Bullying and Blame in the Age of Facebook: Social networking and texting have given kids new opportunities to be mean to each other—just as a series of teen suicides have been blamed on bullying. But does it really make sense to blame bullying on the Internet and social media—or to blame bullying for teen suicide? And what about the get-tough laws some states are passing to criminalize bullying—are they the best way to address this problem? Bullying is a serious issue worthy of attention. But to do that well, we have to dispel prevalent myths have often crowd out larger truths.
Bullying and the Law: Forty-nine states now have laws that address the problem (all but Montana). But the laws are the opposite of uniform. Some states leave developing policies on bullying to individual school districts. Others direct schools to suspend and expel known bullies. Some tell schools to address online harassment; others leave that problem to the police. The laws don’t even share a universal definition of bullying. Meanwhile, courts are splitting over whether schools have the authority to discipline students for what they post online, even if it’s cruel and directed toward another student, because it is off-campus speech. At the same time, some legislators feel under pressure to make bullying criminal—and even send kids to prison for it. Which are the smart legal strategies states are adopting and which are the misguided ones? What do the recent court decisions mean for parents and schools?
Solutions for Schools: Though bullying has increasingly moved to the Internet, kids still torment each other in the hallways at school. In fact, in person and online bullying usually go together. How does the school environment influence the level of aggressive behavior in the classroom and on the playground? How can schools best combat bullying? Which programs have proven most effective? What are the obstacles to making them work? And what legal challenges do schools face based on recent state laws and court decisions?

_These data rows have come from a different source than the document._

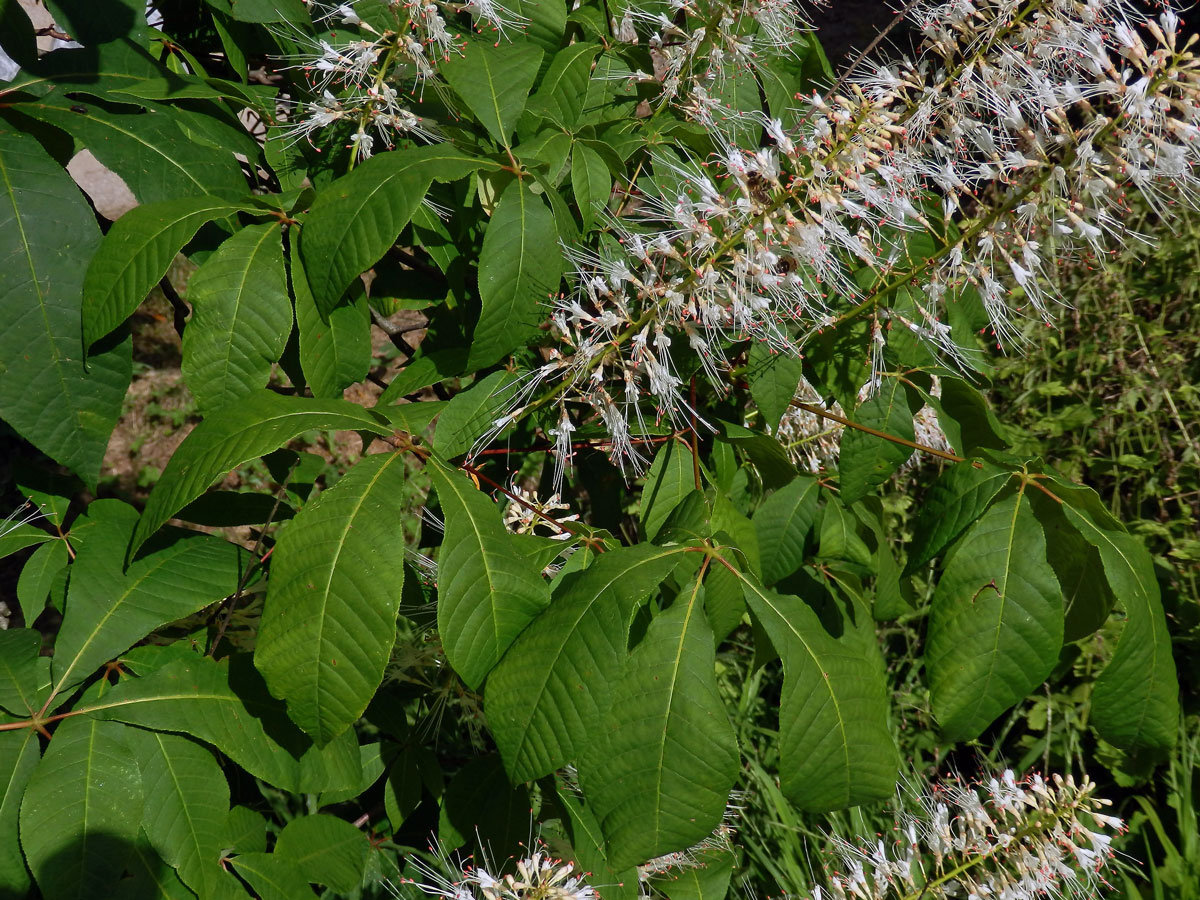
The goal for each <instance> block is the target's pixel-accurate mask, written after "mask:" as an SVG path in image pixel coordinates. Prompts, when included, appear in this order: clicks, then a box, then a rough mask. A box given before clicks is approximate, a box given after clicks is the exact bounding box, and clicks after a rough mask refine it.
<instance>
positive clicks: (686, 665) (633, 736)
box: [580, 582, 739, 869]
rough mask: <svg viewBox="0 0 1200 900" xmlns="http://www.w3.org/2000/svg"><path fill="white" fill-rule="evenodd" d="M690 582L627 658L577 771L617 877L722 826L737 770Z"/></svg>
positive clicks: (736, 764)
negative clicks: (579, 769) (629, 869)
mask: <svg viewBox="0 0 1200 900" xmlns="http://www.w3.org/2000/svg"><path fill="white" fill-rule="evenodd" d="M715 660H716V658H715V653H714V649H713V632H712V629H710V628H709V625H708V619H707V618H706V617H704V608H703V588H702V587H701V584H700V583H698V582H694V583H692V584H691V586H690V587H689V588H688V589H685V590H684V592H682V593H680V594H679V596H677V598H676V600H674V602H672V604H671V606H670V607H668V608H667V610H666V611H665V612H661V613H659V614H658V616H656V617H655V618H654V620H653V622H652V623H650V625H649V628H648V629H647V632H646V636H644V637H643V638H642V642H641V643H640V644H638V646H637V647H636V648H635V649H634V652H632V653H630V655H629V659H628V660H626V662H625V666H624V671H623V672H622V676H620V679H619V680H618V682H617V684H616V685H614V686H613V689H612V703H611V706H610V709H608V713H607V715H606V716H605V719H604V720H602V722H601V725H600V728H599V730H598V732H596V734H595V738H594V740H593V742H592V743H590V745H589V746H588V751H587V754H586V755H584V756H583V758H582V760H581V761H580V782H581V785H582V787H583V796H584V798H586V799H587V802H588V804H589V805H590V806H592V809H593V810H594V811H595V815H596V818H599V821H600V827H601V829H602V832H604V835H605V840H606V845H607V848H608V859H610V860H611V863H612V865H613V866H616V868H618V869H620V868H623V866H625V865H629V864H631V863H632V864H637V863H643V862H646V860H647V859H652V858H654V857H658V856H662V854H664V853H671V852H673V851H677V850H683V848H685V847H689V846H691V845H692V844H696V842H697V841H700V840H701V839H702V838H704V836H707V835H708V834H709V833H710V832H712V830H713V829H714V828H715V827H716V826H718V824H719V823H720V821H721V816H722V815H724V812H725V804H726V803H727V802H728V796H730V790H731V788H732V787H733V784H734V781H736V780H737V775H738V768H739V756H738V743H737V737H736V736H734V733H733V726H732V725H731V724H730V720H728V715H727V713H726V712H725V703H724V701H722V700H721V697H720V694H719V692H718V689H716V674H715V668H714V666H715Z"/></svg>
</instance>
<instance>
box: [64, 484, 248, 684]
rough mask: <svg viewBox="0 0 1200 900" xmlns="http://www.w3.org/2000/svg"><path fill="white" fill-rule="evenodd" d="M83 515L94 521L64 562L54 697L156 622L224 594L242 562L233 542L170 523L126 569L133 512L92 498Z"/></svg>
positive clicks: (231, 586) (220, 598) (133, 511)
mask: <svg viewBox="0 0 1200 900" xmlns="http://www.w3.org/2000/svg"><path fill="white" fill-rule="evenodd" d="M88 517H89V518H90V520H91V521H92V522H95V523H96V526H95V527H94V528H91V529H90V530H89V533H88V540H86V541H84V542H83V545H82V546H80V547H79V550H78V552H77V556H76V562H74V564H73V565H72V572H71V575H72V577H71V583H70V590H68V594H67V611H66V616H65V617H64V619H62V626H61V630H60V631H59V636H58V642H56V643H55V648H54V695H55V696H61V695H62V691H65V690H66V689H68V688H72V686H73V685H76V684H78V683H79V682H82V680H83V679H84V678H86V677H88V676H90V674H91V673H92V672H94V671H95V670H96V668H97V667H98V666H100V665H101V664H103V662H107V661H108V660H110V659H113V658H115V656H116V655H118V654H119V653H121V652H122V650H125V649H128V648H130V647H131V646H132V644H134V643H137V642H138V641H140V640H142V638H143V637H145V636H146V635H148V634H150V632H151V631H152V630H154V629H156V628H158V626H160V625H164V624H167V623H169V622H174V620H176V619H181V618H184V617H185V616H190V614H191V613H193V612H196V611H197V610H203V608H204V607H205V606H209V605H210V604H215V602H217V601H218V600H222V599H223V598H226V596H228V595H229V594H232V593H233V592H234V590H236V589H238V581H239V577H240V576H241V572H242V568H244V566H245V558H244V553H242V551H241V548H240V547H238V546H236V545H234V544H229V542H228V541H224V540H221V539H220V538H215V536H211V535H206V534H196V533H187V532H178V530H176V532H173V533H168V534H164V535H163V536H162V539H160V540H157V541H155V545H154V547H152V550H151V551H150V552H149V553H146V554H145V556H143V557H140V558H139V559H137V560H134V562H133V563H132V564H131V565H130V566H128V569H126V568H125V551H126V547H128V544H130V538H131V535H132V534H133V530H134V528H136V527H137V524H138V514H137V511H136V510H134V509H133V508H132V506H130V505H127V504H125V503H121V502H120V500H96V502H94V503H92V504H91V506H90V508H89V510H88Z"/></svg>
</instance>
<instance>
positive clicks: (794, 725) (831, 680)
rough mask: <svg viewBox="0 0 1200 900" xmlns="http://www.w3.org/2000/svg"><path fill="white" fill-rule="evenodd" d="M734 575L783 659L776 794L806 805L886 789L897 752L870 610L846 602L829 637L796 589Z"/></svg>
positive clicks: (822, 589)
mask: <svg viewBox="0 0 1200 900" xmlns="http://www.w3.org/2000/svg"><path fill="white" fill-rule="evenodd" d="M740 577H742V581H743V590H744V593H745V598H746V604H749V606H750V611H751V612H752V613H754V616H755V618H756V619H757V620H758V623H760V624H761V625H762V626H763V629H766V632H767V635H768V636H769V638H770V642H772V643H773V644H774V646H775V649H776V650H778V652H779V654H780V656H781V658H782V660H784V692H782V697H781V700H780V712H779V740H780V754H781V758H780V766H779V769H780V786H781V788H782V791H784V793H785V794H786V796H787V797H788V798H790V799H791V800H792V802H793V803H796V804H797V805H798V806H800V808H802V809H805V810H811V811H827V810H835V809H845V808H847V806H857V805H859V804H863V803H868V802H871V800H882V799H884V798H887V797H888V796H890V794H892V792H893V791H894V790H895V781H896V769H898V766H899V758H898V755H896V749H895V743H894V742H893V739H892V732H890V730H889V728H888V695H887V688H886V683H884V678H883V660H882V658H881V655H880V650H878V647H877V644H876V642H875V629H874V626H872V624H871V622H870V617H869V616H868V614H866V613H865V611H863V610H860V608H858V607H857V605H856V606H853V607H851V610H850V611H848V614H847V616H846V617H844V619H845V618H850V616H852V617H853V620H844V622H842V625H841V626H842V632H841V635H839V636H836V637H835V636H834V635H832V634H829V631H827V630H826V628H824V625H823V624H822V622H821V619H820V618H818V617H817V614H816V612H814V611H812V608H811V607H810V606H809V605H808V604H805V602H804V601H803V600H800V599H799V598H798V596H790V595H784V594H778V593H775V592H774V590H768V589H766V588H763V587H760V586H758V584H757V583H755V582H754V581H752V580H750V578H748V577H746V576H740ZM817 587H818V589H821V590H822V592H823V590H824V588H823V587H821V586H817Z"/></svg>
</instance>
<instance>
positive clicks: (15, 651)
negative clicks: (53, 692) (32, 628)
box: [0, 628, 42, 716]
mask: <svg viewBox="0 0 1200 900" xmlns="http://www.w3.org/2000/svg"><path fill="white" fill-rule="evenodd" d="M41 649H42V635H41V634H40V632H37V631H35V630H34V629H31V628H13V629H7V630H5V631H0V707H4V708H5V709H6V710H7V712H10V713H12V714H13V715H20V716H26V715H32V714H34V713H36V712H37V710H38V709H40V708H41V703H38V702H37V683H38V672H37V655H38V653H40V652H41Z"/></svg>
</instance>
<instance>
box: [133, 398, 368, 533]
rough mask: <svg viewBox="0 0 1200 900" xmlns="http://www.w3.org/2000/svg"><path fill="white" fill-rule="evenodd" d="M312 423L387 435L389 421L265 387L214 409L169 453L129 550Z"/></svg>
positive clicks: (148, 500) (363, 411) (337, 428)
mask: <svg viewBox="0 0 1200 900" xmlns="http://www.w3.org/2000/svg"><path fill="white" fill-rule="evenodd" d="M313 428H326V430H336V431H367V432H371V433H373V434H386V433H388V432H389V431H390V430H391V426H390V425H389V424H388V421H386V420H385V419H383V418H382V416H379V415H377V414H374V413H372V412H371V410H368V409H364V408H362V407H359V406H355V404H354V403H348V402H346V401H343V400H308V398H306V397H287V396H283V395H280V394H274V392H272V391H265V390H264V391H259V392H257V394H251V395H250V396H247V397H246V398H245V400H242V401H240V402H239V403H236V404H234V406H232V407H226V408H223V409H218V410H217V412H216V413H214V414H212V415H210V416H209V418H206V419H205V420H204V421H202V422H200V424H199V425H197V426H196V428H193V430H192V432H191V433H188V436H187V437H186V438H184V442H182V443H181V444H180V445H179V449H176V450H175V455H174V456H172V457H170V461H169V462H168V463H167V468H166V469H163V473H162V476H161V478H160V479H158V482H157V484H156V485H155V486H154V491H151V492H150V499H149V500H146V508H145V512H144V514H143V515H142V521H140V522H138V528H137V532H134V534H133V541H132V546H131V548H130V553H131V554H132V553H137V551H138V547H140V546H142V545H143V544H144V542H145V540H146V538H149V536H150V535H151V534H154V533H155V532H156V530H158V528H160V527H161V526H162V524H163V523H164V522H166V521H167V520H168V518H170V517H172V516H173V515H175V514H176V512H178V511H179V510H181V509H182V508H184V506H186V505H187V504H188V503H191V502H192V500H194V499H196V498H197V497H199V496H200V494H202V493H204V490H205V488H206V487H209V485H211V484H212V482H214V481H215V480H216V479H217V478H220V476H221V475H224V474H226V473H227V472H229V470H230V469H232V468H234V467H235V466H240V464H241V463H244V462H248V461H250V460H257V458H258V457H260V456H265V455H266V454H269V452H271V451H272V450H277V449H278V448H281V446H282V445H283V444H286V443H288V442H289V440H292V439H293V438H294V437H296V436H299V434H304V433H305V432H306V431H311V430H313Z"/></svg>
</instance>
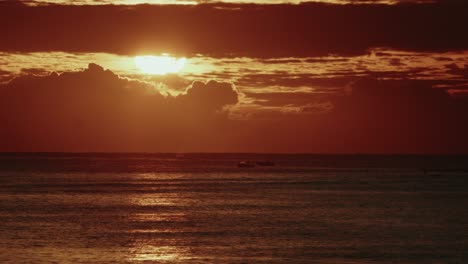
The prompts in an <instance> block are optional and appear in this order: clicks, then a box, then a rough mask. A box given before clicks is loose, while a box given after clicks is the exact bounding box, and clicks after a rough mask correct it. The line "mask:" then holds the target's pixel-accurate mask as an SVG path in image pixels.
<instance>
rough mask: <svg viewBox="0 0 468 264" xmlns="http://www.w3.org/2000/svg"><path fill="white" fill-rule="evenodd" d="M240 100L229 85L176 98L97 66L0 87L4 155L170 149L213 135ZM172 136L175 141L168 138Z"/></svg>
mask: <svg viewBox="0 0 468 264" xmlns="http://www.w3.org/2000/svg"><path fill="white" fill-rule="evenodd" d="M237 102H238V94H237V91H236V89H235V88H234V86H233V85H232V84H230V83H222V82H216V81H208V82H206V83H204V82H194V83H193V84H192V85H191V86H189V87H188V88H187V89H186V91H185V92H184V93H182V94H180V95H178V96H170V95H163V94H161V93H160V92H159V91H158V90H156V89H155V88H154V87H153V86H152V85H149V84H147V83H144V82H139V81H135V80H129V79H125V78H120V77H119V76H117V75H115V74H114V73H112V72H111V71H109V70H104V69H103V68H102V67H100V66H99V65H96V64H90V65H89V67H88V68H87V69H85V70H83V71H80V72H65V73H63V74H60V75H59V74H56V73H53V74H51V75H49V76H42V77H38V76H34V75H25V76H22V77H18V78H16V79H14V80H12V81H11V82H10V83H8V84H6V85H3V86H0V122H1V123H2V130H1V131H0V137H1V138H2V141H1V142H0V150H2V151H5V150H7V151H132V150H134V151H145V150H146V151H149V150H159V151H165V150H166V151H169V150H174V148H175V150H177V148H178V147H179V146H178V144H179V143H178V142H180V144H181V145H180V148H181V149H180V150H184V146H183V145H182V143H183V142H184V141H190V140H192V139H194V138H197V137H200V136H201V135H203V136H208V135H206V134H205V133H206V131H215V130H216V127H217V126H221V125H222V124H223V122H224V121H225V120H226V119H227V111H228V110H227V109H226V107H228V106H230V105H235V104H236V103H237ZM168 138H170V140H168Z"/></svg>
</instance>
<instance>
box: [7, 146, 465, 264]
mask: <svg viewBox="0 0 468 264" xmlns="http://www.w3.org/2000/svg"><path fill="white" fill-rule="evenodd" d="M242 161H245V162H251V163H252V164H256V162H258V161H271V163H273V165H274V166H259V165H256V166H254V167H248V168H239V167H238V166H237V165H238V164H239V162H242ZM260 164H261V163H260ZM467 187H468V156H427V155H426V156H416V155H305V154H304V155H282V154H281V155H280V154H76V153H75V154H73V153H55V154H50V153H30V154H24V153H16V154H15V153H8V154H5V153H4V154H0V263H54V262H55V263H366V264H368V263H468V224H467V221H466V219H468V210H467V206H466V205H467V204H468V188H467Z"/></svg>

Girls, Boys, and Gender Bending: How does bullying differ by gender, and in what ways does it especially impact gay kids? The type of bully who gets the most attention these days is the Mean Girl, but in truth boys still bully more often than girls. They tend to bully other boys and girls, whereas girls usually bully other girls. Which prevention techniques help most with boys, and which ones with girls? What should parents of either sex particularly look out for? Often issues of sexuality and, for boys, masculinity, come into play by middle school. This leaves LGBT and questioning kids particularly vulnerable. What are the best buffers for gay kids negotiating these boundaries, and how can schools and parents help them to help themselves?